Whistleblower suit dismissed without clarification on SEC reporting

By Anne Sherry, J.D.

Affirming the dismissal of a whistleblower case on the basis that Dodd-Frank’s anti-retaliation provision does not apply extraterritorially, the Second Circuit sidestepped the more controversial issue of whether a whistleblower need report to the SEC to be protected. The SEC had urged the appeals court to defer to its rule protecting conduct reported only internally (Liu v. Siemens AG, August 14, 2014, Lynch, G.).

Background. Meng-Lin Liu, a compliance officer with Siemens China Ltd., continually raised concerns that a kickback scheme conducted by the healthcare division violated the Foreign Corrupt Practices Act (FCPA), even after his superiors retaliated against him. After opining about Siemens’ compliance issues at a corporate town hall meeting attended by Siemens China’s president and CEO, Liu was instructed not to report for work for the three remaining months of his contract. Only after the contract expired did he report possible FCPA violations to the SEC.
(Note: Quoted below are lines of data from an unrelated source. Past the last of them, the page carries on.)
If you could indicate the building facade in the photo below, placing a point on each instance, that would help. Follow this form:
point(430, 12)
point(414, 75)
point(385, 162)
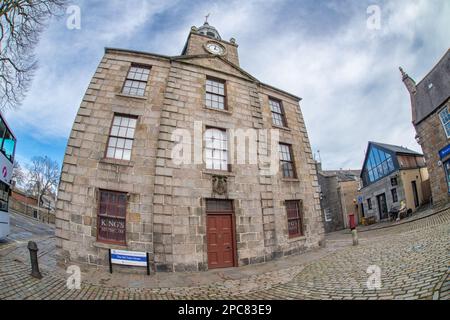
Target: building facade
point(430, 105)
point(123, 185)
point(390, 175)
point(339, 191)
The district court, at the time the second to consider the issue of the extraterritorial application of Dodd-Frank’s anti-retaliation provision, held that overseas whistleblowers were not protected. But the court also dismissed the complaint for the additional reasons that Liu’s reporting of FCPA violations was not “required or protected.” As for the final issue, whether Dodd-Frank protected Liu despite his failure to report to the SEC, the district court found “no need … to wade into this debate.”

The SEC dove in, however, with an amicus brief in Liu’s appeal urging the Second Circuit to defer to its rulemaking. The definition of “whistleblower” in the SEC’s rule is broader than that found in the statute and expressly protects employees who report unlawful conduct only internally.

Extraterritoriality. The appeals court did not opine on this issue or on whether disclosures of FCPA violations were “required or protected,” basing its affirmance of the dismissal solely on the lack of extraterritorial application. There was no explicit statutory evidence that Congress intended for the anti-retaliation provision to apply extraterritorially, and other indications elsewhere in Dodd-Frank concerning extraterritoriality actually cut against the argument that the anti-retaliation provision should apply overseas.

Specifically, Liu was required to demonstrate either that the facts alleged in his complaint stated a domestic application of the anti-retaliation provision or that, under Morrison v. Nat’l Austl. Bank Ltd., the provision is intended to apply extraterritorially. On the first point, the court determined that the case “is extraterritorial by any reasonable definition … the whistleblower, his employer, and the other entities involved in the alleged wrongdoing are all foreigners based abroad, and the whistleblowing, the alleged corrupt activity, and the retaliation all occurred abroad.” Liu argued that Siemens’s listing its securities on an American exchange created the necessary connection to the United States, but Morrison establishes that the listing of securities alone is a “fleeting” connection that does not overcome the presumption against extraterritoriality.

The court also found nothing in the text of the provision or in the legislative history suggesting that Congress intended for the anti-retaliation provision to “regulate the relationships between foreign employers and their foreign employees working outside the United States.” Liu’s reference to other Dodd-Frank provisions providing for extraterritorial jurisdiction eroded rather than bolstered his argument, as the ordinary canon of statutory interpretation presumes that when Congress includes particular language in one section of a statute but not another, the disparate inclusion or exclusion was intentional and purposeful.

The case is No. 13-4385.

Attorneys: David N. Mair (Kaiser Saurborn & Mair PC) for Liu Meng-Lin. Brant Bishop (Kirkland & Ellis LLP) for Siemens AG.